Design and Development of Parasitic Elements Loaded Quadband Frequency and Pattern Reconfigurable Antenna

Abstract

Modern communication demands a low-profile, versatile antenna. In this paper, a low-profile antenna of size $38\times 40\times 0.787\text{m}{\text{m}}^3$ is proposed to reconfigure frequency and radiation pattern. The Rogers RT Duroid 5870 of dielectric constant 2.33 is used as a substrate. Frequency reconfiguration is achieved by connecting patches of different lengths corresponding to the resonant frequencies through three PIN diode switches. Switching on/off these three diodes results in frequency switching between four distinct frequency bands. The Yagi-Uda principle is utilized to alter the radiation pattern. Simple parasitic elements are loaded on either side of the radiating structure. Changing the electrical lengths of the parasitic elements using PIN diode switches facilitates pattern reconfiguration by making them behave as a reflector/director. The presented structure resonates at four distinct frequencies (5.3 GHz/3.82 GHz/2.77 GHz/2.2 GHz) with a maximum of three beam tilt angles for each resonating frequency. SMP1345-079LF PIN diode is used for switching operation. Biasing circuit has been designed to ensure RF and DC isolation. The proposed antenna offers acceptable radiation performance in all the switching states.

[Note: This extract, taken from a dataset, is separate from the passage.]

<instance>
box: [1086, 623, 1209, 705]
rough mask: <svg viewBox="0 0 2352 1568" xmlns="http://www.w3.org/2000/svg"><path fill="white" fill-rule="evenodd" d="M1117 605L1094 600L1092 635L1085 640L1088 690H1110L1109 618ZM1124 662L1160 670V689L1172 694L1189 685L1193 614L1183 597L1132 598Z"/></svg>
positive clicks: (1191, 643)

The average measured gains are 2.43 dBi, 2.42 dBi, 3.5 dBi, and 3.29 dBi at 5.3 GHz, 3.82 GHz, 2.77 GHz, and 2.2 GHz, respectively. On an average, the proposed antenna exhibits the simulated efficiency of 81%. The proposed antenna is suitable for 5G communication as its bandwidth covers band 1, band 7, band 46, and band 77 of the 5G new radio (NR) standard. Fabrication and testing are done to validate the results.